361 S.E.2d 63 | Ga. Ct. App. | 1987

Birdsong, Chief Judge.

Appellant was convicted of burglary and aggravated assault with the intent to commit murder. The evidence showed that the victim returned to her hotel room at approximately 10:30 in the evening only to find a man standing in her bathroom with a rope in his hands stretched from shoulder to shoulder. The victim screamed and the perpetrator ran past her and out of the room. After appellant’s arrest, the victim identified him from a photographic lineup. Appellant appeals his conviction enumerating two errors. Held:

1. Appellant contends it was error for the trial court to deny his motion for mistrial. During his opening statement, the District Attorney made reference to the fact that appellant had “allegedly harassed people at the hotel and had to be removed by security guards” three days after the crime took place. This incident led a hotel employee to discuss appellant as a possible suspect with police.
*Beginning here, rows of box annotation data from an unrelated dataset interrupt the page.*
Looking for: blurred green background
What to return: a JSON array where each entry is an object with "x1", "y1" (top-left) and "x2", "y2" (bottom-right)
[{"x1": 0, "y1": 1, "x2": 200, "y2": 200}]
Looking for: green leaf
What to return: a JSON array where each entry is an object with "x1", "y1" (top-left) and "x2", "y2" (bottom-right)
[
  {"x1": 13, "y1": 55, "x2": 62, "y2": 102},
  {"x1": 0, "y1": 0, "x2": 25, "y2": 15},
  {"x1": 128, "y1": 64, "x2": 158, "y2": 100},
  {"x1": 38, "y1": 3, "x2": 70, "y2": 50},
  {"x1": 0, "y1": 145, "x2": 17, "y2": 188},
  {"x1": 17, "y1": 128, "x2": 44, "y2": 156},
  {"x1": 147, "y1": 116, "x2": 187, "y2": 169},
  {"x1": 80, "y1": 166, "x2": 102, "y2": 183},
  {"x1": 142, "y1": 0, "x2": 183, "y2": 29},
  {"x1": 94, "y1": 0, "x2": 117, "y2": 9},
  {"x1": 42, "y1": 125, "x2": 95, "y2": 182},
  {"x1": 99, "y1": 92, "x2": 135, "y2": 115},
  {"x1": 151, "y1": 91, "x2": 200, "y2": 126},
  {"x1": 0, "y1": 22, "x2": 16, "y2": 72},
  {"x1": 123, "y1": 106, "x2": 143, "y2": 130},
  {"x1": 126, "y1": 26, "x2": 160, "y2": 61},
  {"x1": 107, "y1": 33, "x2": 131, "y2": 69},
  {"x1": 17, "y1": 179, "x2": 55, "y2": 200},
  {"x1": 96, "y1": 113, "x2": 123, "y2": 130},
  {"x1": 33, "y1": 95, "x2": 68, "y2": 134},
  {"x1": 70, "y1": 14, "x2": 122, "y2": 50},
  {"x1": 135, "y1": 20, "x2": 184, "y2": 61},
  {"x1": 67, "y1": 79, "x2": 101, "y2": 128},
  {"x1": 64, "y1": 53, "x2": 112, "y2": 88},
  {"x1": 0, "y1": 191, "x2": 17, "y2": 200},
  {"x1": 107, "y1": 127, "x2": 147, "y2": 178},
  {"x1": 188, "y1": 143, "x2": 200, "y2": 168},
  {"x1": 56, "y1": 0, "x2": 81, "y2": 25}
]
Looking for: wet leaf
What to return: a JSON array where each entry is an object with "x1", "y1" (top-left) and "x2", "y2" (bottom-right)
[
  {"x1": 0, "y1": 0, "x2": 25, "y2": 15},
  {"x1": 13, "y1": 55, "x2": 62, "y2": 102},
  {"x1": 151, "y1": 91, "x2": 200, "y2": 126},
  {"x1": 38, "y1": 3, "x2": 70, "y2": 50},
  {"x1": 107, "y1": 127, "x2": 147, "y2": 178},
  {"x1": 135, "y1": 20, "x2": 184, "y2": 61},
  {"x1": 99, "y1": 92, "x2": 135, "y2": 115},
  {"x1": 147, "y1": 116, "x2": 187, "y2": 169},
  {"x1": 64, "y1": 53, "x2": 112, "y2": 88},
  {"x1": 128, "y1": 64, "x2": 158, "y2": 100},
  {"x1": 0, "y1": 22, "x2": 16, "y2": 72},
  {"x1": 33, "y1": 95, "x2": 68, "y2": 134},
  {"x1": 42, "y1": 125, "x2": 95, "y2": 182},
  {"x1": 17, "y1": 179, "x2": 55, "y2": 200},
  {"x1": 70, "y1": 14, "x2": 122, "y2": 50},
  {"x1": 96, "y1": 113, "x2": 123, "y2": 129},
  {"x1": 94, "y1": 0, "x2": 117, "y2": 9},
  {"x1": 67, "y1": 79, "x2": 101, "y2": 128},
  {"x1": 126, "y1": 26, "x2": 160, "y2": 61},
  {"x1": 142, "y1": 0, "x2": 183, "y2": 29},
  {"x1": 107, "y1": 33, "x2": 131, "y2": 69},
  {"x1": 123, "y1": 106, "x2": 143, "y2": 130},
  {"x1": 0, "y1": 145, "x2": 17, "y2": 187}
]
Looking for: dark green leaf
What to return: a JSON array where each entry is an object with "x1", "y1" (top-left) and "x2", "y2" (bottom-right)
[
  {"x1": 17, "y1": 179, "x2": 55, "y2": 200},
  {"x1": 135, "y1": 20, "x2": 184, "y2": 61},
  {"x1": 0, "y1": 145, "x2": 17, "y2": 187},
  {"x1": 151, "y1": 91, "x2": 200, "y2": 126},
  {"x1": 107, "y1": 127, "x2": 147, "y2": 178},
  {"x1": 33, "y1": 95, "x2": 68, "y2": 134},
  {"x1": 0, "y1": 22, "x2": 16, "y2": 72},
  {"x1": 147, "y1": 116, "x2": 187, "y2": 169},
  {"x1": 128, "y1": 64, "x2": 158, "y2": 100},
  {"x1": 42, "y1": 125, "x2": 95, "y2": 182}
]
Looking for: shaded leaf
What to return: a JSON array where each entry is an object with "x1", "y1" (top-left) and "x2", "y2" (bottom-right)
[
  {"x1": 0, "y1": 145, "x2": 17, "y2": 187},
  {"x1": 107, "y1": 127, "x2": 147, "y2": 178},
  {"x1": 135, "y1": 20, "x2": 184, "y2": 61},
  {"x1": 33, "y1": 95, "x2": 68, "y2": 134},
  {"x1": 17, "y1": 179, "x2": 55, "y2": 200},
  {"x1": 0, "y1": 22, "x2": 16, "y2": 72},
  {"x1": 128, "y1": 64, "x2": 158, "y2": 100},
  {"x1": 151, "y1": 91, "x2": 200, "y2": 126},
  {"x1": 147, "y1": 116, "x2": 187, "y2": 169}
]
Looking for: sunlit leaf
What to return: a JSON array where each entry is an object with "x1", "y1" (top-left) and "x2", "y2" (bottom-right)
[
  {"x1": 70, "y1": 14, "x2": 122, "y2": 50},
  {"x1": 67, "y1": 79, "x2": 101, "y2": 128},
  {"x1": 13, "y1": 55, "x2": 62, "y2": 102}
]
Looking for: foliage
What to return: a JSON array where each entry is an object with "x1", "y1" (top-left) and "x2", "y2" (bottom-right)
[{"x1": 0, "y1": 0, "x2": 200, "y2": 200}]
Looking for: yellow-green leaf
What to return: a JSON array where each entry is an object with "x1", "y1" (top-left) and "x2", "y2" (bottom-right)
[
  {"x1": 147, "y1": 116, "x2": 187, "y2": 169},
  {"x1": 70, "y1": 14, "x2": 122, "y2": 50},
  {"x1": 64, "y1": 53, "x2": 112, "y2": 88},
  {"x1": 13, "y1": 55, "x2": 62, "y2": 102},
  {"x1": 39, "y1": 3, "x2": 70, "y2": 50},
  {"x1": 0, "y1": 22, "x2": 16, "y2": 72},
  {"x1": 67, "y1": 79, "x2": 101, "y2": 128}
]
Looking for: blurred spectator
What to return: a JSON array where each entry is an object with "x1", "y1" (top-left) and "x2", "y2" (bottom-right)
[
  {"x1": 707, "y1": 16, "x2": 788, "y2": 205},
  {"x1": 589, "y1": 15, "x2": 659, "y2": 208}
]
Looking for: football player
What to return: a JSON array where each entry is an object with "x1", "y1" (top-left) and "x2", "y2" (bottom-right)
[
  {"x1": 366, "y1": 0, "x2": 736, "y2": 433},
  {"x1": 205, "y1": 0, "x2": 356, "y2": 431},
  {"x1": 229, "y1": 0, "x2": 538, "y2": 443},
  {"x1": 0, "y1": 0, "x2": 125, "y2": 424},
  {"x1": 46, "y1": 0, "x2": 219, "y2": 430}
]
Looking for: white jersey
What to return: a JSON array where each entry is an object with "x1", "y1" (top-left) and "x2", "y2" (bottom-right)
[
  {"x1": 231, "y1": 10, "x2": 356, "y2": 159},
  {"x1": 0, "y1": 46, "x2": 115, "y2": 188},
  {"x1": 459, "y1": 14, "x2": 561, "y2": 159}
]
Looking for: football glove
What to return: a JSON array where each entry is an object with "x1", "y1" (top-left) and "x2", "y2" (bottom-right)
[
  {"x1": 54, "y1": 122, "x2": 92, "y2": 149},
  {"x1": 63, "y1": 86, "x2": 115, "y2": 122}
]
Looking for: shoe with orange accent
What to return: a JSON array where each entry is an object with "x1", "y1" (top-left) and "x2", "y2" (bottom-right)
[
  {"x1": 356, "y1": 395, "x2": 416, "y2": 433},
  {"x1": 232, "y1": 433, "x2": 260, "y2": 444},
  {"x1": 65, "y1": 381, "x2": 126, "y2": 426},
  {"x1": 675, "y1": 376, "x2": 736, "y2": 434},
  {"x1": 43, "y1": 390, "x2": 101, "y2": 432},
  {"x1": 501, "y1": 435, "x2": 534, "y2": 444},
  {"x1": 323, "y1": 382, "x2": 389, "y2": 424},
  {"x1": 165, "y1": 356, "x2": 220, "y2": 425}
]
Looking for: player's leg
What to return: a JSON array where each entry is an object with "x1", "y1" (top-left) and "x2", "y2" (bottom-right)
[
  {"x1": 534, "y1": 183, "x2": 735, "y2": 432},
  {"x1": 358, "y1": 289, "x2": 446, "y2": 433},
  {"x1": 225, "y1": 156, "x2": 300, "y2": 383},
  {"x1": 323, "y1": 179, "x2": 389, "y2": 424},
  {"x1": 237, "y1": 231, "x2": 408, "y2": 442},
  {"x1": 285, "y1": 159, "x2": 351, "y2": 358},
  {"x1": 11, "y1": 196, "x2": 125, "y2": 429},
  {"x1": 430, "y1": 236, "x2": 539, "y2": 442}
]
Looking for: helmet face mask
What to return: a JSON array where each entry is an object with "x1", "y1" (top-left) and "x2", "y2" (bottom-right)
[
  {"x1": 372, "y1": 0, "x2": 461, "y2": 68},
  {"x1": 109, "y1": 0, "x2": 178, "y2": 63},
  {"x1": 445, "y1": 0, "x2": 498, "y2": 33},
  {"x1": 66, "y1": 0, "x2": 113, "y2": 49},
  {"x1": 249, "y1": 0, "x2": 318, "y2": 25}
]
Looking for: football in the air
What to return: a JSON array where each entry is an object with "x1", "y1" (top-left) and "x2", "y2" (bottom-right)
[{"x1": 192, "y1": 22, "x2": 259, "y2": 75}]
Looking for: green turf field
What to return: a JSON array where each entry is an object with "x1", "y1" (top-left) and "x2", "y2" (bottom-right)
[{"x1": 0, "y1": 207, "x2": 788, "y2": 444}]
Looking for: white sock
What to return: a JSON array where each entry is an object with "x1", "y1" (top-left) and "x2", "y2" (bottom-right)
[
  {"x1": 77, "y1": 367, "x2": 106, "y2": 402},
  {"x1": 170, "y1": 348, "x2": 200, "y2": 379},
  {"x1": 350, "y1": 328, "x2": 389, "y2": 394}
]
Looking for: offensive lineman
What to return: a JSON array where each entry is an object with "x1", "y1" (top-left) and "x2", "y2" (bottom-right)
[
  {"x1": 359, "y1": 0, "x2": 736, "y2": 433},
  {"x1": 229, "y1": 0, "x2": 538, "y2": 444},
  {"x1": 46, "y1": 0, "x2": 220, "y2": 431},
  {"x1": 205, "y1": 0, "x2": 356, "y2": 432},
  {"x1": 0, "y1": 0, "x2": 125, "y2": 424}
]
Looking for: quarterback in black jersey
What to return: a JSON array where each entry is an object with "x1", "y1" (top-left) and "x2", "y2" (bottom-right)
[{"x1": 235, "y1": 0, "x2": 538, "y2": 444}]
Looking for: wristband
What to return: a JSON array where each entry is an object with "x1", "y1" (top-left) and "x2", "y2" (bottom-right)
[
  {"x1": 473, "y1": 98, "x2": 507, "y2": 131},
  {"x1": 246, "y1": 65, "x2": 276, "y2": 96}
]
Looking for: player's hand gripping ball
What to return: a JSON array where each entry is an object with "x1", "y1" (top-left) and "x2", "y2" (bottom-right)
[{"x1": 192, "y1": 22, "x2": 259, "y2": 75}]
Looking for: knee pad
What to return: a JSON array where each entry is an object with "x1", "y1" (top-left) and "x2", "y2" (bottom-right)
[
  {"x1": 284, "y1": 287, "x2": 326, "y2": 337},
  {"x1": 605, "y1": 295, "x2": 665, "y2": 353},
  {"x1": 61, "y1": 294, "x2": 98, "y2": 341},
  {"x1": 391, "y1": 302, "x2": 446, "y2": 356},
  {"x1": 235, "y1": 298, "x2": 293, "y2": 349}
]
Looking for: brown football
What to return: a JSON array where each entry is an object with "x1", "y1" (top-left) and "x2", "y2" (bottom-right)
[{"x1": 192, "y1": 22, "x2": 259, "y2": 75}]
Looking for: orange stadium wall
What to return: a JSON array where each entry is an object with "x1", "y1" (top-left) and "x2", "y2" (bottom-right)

Appellant made no objection or motion for mistrial at the time the remarks were made. The record indicates that appellant not only waited until the close of the District Attorney’s opening statement, but he waited until after his own opening statement and after the State had called its first witness to make his motion for a mistrial. “A motion for mistrial not made contemporaneously with the alleged *203misconduct is not timely. Bennett v. State, 165 Ga. App. 600 (3) (302 SE2d 367).” Robinson v. State, 180 Ga. App. 43, 51 (5) (348 SE2d 662). Therefore, this enumeration of error cannot be addressed on appeal.

Decided September 11, 1987. Calvin A. Leipold, Jr., for appellant.

2. In his second enumeration of error, appellant contends the trial court erred in admitting a statement he made to the police that it was obvious whoever was in the victim’s room that night “was going to kill her and then he was going to rape her.” The statement was made after appellant had invoked his right to counsel during his preliminary hearing. Appellant maintains this statement was admitted in violation of Edwards v. Arizona, 451 U. S. 477 (101 SC 1880, 68 LE2d 378).

Once the accused has invoked his right to counsel, “ ‘courts may admit his responses to further questioning only on finding that he (a) initiated further discussions with the police, and (b) knowingly and intelligently waived the right he had invoked. Edwards v. Arizona, supra, 451 U. S. at 485, 486, n. 9, 101 SCt., at 1885, n. 9.’ Smith v. Illinois, [469] U. S. [91] (105 SC 490 at 492-93, 83 LE2d 488).” Hall v. State, 255 Ga. 267, 270 (1) (336 SE2d 812).

First, it is clear that appellant initiated the communication with the police which resulted in the statement in question. After appellant’s preliminary hearing, he indicated he “didn’t quite understand his charges and what was going on” and wanted to talk about the situation. Appellant was in no way pressured or coerced into making further statements.

Second, the evidence shows that appellant was cognizant of his right to counsel, having obtained a continuance at the preliminary hearing until an attorney could be appointed to represent him. He subsequently initiated dialogue with the police without the slightest hope of benefit or fear of punishment. Thus, the totality of the circumstances indicates a knowing and intelligent relinquishment of the right he had previously invoked. Widdowson v. State, 171 Ga. App. 134, 137 (1) (318 SE2d 820); Golden v. State, 163 Ga. App. 629, 631 (2) (295 SE2d 144).

“[T]he trial court’s findings as to factual determinations and credibility relating to the admissibility of statements will be upheld on appeal unless they are clearly erroneous.” Short v. State, 256 Ga. 165, 167 (3) (345 SE2d 340). The evidence adequately supports the trial court’s finding that appellant knowingly and intelligently waived the right he had invoked.

Judgment affirmed.

Deen, P. J., and Pope, J., concur. Robert E. Wilson, District Attorney, Susan Brooks, Thomas S. Clegg, Assistant District Attorneys, for appellee.